'I think I give myself away. So you have lost all your love for me. I thought it was to last for ever.'
'Now, do be sensible, Violet.'
'Sensible! How I loathe that word! A man only uses it when he is going to do something cold-blooded and mean. It is always the beginning of the end.'
'What do you want me to do?'
'I want you to be my own Frankie--just the same as before. Ah do, Franck--don't leave me! You know I would give any of them up for you. And you have a good influence over me--you have really! You call't think how hard I am with other people. Ask Charlie Scott. He will tell you. I've been so different since I have lost sight of you. Now, Frankie, don't be horrid to me! Kiss and be nice!' Again her soft warm hand was upon his, and the faint sweet smell of violets went to his blood like wine. He jumped up, lit another cigarette, and paced about the room.
'You shan't have a cigarette, Frankie.'
'Why not?'
'Because you said once it helped you to control yourself. I don't want you to control yourself. I want you to feel as I feel.'
'Do sit down, like a good girl!'
'Cigarette out!'
'Don't be absurd, Violet!'
'Come, out with it, sir.'
'No, no, leave it alone!'
She had snatched it from his lips and thrown it into the grate.
'What is the use of that?
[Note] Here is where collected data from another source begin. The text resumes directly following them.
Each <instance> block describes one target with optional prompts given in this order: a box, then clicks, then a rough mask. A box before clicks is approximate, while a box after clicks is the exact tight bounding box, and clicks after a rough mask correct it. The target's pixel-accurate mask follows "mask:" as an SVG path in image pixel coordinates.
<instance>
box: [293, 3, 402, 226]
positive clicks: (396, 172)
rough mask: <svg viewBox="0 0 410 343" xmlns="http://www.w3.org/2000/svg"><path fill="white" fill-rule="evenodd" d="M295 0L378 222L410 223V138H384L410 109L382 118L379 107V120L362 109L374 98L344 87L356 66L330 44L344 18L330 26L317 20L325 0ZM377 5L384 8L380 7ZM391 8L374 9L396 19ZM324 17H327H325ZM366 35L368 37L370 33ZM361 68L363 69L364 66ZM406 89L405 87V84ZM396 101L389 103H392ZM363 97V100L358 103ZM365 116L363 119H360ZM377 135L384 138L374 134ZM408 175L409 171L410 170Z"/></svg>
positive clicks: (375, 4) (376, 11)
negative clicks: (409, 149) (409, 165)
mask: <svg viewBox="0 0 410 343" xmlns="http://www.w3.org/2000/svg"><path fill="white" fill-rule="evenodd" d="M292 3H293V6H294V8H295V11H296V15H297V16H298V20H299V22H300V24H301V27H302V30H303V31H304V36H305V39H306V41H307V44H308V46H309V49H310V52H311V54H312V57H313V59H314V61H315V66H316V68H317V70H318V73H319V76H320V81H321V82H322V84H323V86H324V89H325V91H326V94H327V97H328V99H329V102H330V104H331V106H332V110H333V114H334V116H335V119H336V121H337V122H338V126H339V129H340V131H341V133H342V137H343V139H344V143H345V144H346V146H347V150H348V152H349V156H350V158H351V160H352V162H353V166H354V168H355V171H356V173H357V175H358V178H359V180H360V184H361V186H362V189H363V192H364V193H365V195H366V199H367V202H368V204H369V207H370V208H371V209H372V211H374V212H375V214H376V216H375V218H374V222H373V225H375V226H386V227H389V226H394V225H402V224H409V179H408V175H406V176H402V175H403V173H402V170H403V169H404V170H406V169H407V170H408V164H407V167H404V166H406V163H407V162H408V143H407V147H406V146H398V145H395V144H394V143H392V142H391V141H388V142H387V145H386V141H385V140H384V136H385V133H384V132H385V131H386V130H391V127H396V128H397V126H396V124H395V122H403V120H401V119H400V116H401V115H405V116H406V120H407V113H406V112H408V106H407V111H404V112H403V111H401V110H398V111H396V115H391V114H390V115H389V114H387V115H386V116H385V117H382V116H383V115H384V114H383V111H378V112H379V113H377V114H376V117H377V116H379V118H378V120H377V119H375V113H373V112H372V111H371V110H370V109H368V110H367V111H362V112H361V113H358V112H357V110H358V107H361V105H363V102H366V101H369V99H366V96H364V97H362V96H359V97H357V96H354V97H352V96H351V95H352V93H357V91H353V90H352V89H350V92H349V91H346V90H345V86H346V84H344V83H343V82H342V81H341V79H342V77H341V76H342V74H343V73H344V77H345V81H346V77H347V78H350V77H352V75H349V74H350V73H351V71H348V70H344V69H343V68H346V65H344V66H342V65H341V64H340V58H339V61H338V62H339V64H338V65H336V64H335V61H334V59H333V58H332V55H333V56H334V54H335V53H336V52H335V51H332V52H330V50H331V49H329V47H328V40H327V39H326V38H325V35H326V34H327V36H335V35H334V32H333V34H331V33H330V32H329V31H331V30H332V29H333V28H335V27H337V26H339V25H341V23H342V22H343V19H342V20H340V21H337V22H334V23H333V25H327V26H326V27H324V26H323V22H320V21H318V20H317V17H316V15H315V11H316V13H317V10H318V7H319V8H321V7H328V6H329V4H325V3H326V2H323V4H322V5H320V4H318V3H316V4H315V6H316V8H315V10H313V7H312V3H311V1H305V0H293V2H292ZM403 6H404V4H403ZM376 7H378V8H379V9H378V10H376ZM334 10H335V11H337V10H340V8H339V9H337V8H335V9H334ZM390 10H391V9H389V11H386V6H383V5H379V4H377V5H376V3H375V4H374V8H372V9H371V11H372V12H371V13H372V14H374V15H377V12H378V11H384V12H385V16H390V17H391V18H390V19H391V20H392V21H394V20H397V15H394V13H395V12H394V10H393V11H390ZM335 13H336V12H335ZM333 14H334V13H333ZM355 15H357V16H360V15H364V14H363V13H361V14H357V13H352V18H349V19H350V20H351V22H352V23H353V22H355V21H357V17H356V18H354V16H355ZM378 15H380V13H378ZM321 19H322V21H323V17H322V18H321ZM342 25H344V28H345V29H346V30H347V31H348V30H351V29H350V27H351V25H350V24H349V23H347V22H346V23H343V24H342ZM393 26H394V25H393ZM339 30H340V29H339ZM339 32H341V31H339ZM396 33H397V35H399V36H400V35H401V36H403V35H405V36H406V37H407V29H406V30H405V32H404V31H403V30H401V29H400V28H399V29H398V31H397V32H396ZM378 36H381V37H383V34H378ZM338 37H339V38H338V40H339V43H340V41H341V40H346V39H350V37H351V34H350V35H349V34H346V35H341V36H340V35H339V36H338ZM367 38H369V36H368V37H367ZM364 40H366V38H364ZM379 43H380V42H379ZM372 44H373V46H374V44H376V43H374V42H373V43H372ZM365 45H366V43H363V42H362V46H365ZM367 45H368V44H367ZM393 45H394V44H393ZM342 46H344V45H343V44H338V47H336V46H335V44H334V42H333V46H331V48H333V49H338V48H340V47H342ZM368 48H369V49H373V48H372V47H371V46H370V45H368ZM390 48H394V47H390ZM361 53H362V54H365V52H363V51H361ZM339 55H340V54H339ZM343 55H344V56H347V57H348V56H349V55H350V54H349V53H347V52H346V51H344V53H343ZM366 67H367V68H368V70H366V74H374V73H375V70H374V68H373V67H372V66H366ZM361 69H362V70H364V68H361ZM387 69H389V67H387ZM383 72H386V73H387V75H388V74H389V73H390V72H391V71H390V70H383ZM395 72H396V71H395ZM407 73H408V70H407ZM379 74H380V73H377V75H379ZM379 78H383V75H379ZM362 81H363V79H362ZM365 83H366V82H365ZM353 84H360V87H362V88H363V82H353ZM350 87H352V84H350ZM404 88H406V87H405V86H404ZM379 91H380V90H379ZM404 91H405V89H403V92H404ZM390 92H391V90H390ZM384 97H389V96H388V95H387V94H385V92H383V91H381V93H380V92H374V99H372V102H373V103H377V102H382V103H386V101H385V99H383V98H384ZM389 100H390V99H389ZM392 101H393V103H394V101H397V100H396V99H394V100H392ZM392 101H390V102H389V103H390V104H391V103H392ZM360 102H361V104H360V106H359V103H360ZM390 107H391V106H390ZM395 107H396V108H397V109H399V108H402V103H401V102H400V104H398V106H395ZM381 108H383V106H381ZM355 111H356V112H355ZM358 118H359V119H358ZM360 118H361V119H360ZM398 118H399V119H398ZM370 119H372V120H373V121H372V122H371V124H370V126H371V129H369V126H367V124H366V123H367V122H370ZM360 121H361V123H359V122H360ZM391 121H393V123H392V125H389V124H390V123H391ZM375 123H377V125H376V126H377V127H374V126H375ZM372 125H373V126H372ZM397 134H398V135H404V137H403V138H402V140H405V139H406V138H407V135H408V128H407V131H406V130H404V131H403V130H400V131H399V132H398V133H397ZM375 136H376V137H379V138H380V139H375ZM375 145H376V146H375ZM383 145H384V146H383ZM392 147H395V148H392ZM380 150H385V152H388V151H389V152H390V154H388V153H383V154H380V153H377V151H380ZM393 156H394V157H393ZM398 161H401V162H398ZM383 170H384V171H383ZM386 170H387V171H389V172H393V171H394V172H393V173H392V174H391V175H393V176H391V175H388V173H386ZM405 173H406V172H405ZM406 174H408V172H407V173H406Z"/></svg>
I have a case full.'
'They shall all follow the first.'
'Well, then, I won't smoke.'
'I'll see that you don't.'
'Well, what the better are you for that?'
'Now, be nice.'
'Go back to your chair and have some more tea.'
'Oh, bother the tea!'
'Well, I won't speak to you unless you sit down and behave yourself.'
'There now! Speak away.'
'Look here, dear Violet, you must not talk about this any more. Some things are possible and some are impossible. This is absolutely, finally impossible. We can never go back upon the past. It is finished and done with.'
'Then what did you come here for?'
'To bid you good-bye.'
'A Platonic good-bye.'
'Of course.'
'In a private room at Mariani's.'
'Why not?'
She laughed bitterly.
'You were always a little mad, Frankie.'
He leaned earnestly over the table.
'Look here, Violet, the chances are that we shall never meet again.'
'It takes two to say that.'
'Well, I mean that after to-day I should not meet you again. If you were not quite what you are it would be easier. But as it is I find it a little too much of a test. No, don't mistake me or think that I am weakening. That is impossible. But all the same I don't want to go through it again.'
'So sorry if I have upset you.'
He disregarded her irony.
'We have been very good friends, Violet. Why should we part as enemies?'
'Why should we part at all?'
'We won't go back over that. Now do please look facts in the face and help me to do the right thing, for it would be so much easier if you would help me. If you were a very good and kind girl you would shake my hand, like any other old pal, and wish me joy of my marriage. You know that I should do so if I knew that you were going to be married.'
But the lady was not to be so easily appeased. She took her tea in silence or answered his remarks with monosyllables, while the occasional flash of her dark eyes as she raised them was like the distant lightning which heralds the storm. Suddenly, with a swift rustle of skirts, she was between the door and his chair.
'Now, Frankie, we have had about enough of this nonsense,' said she. 'Don't imagine that you are going to get out of this thing so easily. I've got you, and I'll keep you.'
He faced round in his chair and looked helplessly at her with a hand upon each knee.
'O Lord! Don't begin it all over again,' said he.
'No, I won't,' she answered with an angry laugh. 'I'll try another line this time, Master Frank. I'm not the sort of woman who lets a thing go easily when once I have set my heart upon it. I won't try coaxing any longer--'
'So glad,' he murmured.
'You may say what you like, but you can't do it, my boy.